Having only quickly skimmed this and not looked into your code (so could be my fault), I find myself a bit confused about the baselines: funding a single research scientist (I’m assuming this means at a lab?) or Ph.D. student for even 5 years seems to unclearly equivalent to 87 or 8 adjusted counterfactual years of research—I’d imagine it’s much less than that. Could you provide some intuition for how the baseline figures are calculated (maybe you are assuming second-order effects, like funded individuals getting interested in safety and doing more or it or mentoring others under them)?
(I only have the post itself to go off of)
I was initially confused about this too. But I think I understood some of what was going on on a second skim:
Recall that their metric for “quality-adjusted research year” assumes a year of research “of average ability relative to the ML research community,” and “Working on a research avenue as relevant as adversarial robustness.”
I think their baselines are assuming a) much higher competency than the ML research community average and b) that the research avenues in question are considerably more impactful than the standard unit of analysis.
This will naively get you to 100x. Presumably adjusting for counterfactuals means you go a little lower than that. That said, I’m still not sure how they ended up with 84x and 8.7x, or why the two numbers are so different from each other.
This is broadly correct!
Regarding
the answer is discounting for time and productivity. Consider the 84x for research scientists. With a 20% annual research discount rate, the average value of otherwise-identical research relative to the present is a bit less than 0.9. And productivity relative to peak is very slightly less than 1. These forces move the 100 to 84.
Regarding
the answer is mainly differences in productivity relative to peak and scientist-equivalence.

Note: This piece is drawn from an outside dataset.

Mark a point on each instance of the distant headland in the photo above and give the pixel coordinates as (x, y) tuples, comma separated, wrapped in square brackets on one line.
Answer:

As in the plots in this section, PhD students midway through their PhD are ~0.5x as productive as they will be at their career peak. And, as in this section, we value PhD student research labor at 0.1x that of research scientists. The other important force is the length of a PhD—the research scientist is assumed to be working for 1 year whilst the PhD student is funded for 5 years, which increases the duration of the treatment effect and decreases the average time value of research.
Very roughly: 100x baseline you identified * ~0.5x productivity * 0.1x scientist-equivalence * 5 years * ~0.5 average research discount rate = 12.5. (Correcting errors in these rough numbers takes us to 8.4.)
That makes sense, thanks for the explanation! Yeah still a bit confused why they chose different numbers of years for the scientist and PhD, how those particular numbers arise, and why they’re so different (I’m assuming it’s 1 year of scientist funding or 5 years of PhD funding).
Yup, wanted to confirm here the ~100x in efficacy comes from getting 10x in relevance and 10x in ability (from selecting someone 10x better than the average research scientist).
Regarding the relative value of PhD vs scientist: the model currently values the average scientist at ~10x the average PhD at graduation (which seem broadly consistent with the selectivity of becoming a scientist and likely underrepresents the research impact as measured by citations—the average scientist likely has more than 10x the citation count as the average PhD). Then, the 5 years includes the PhD growing significantly as they gain more research experience, so the earlier years will not be as productive as their final year.
I’m confused where these assumptions are stored. All of the parameter files I see in GitHub have all of the `ability_at_*` variables set equal to one. And when I print out the average of `qa.mean_ability_piecewise` for all the models that also appears to be one. Where is the 10x coming from?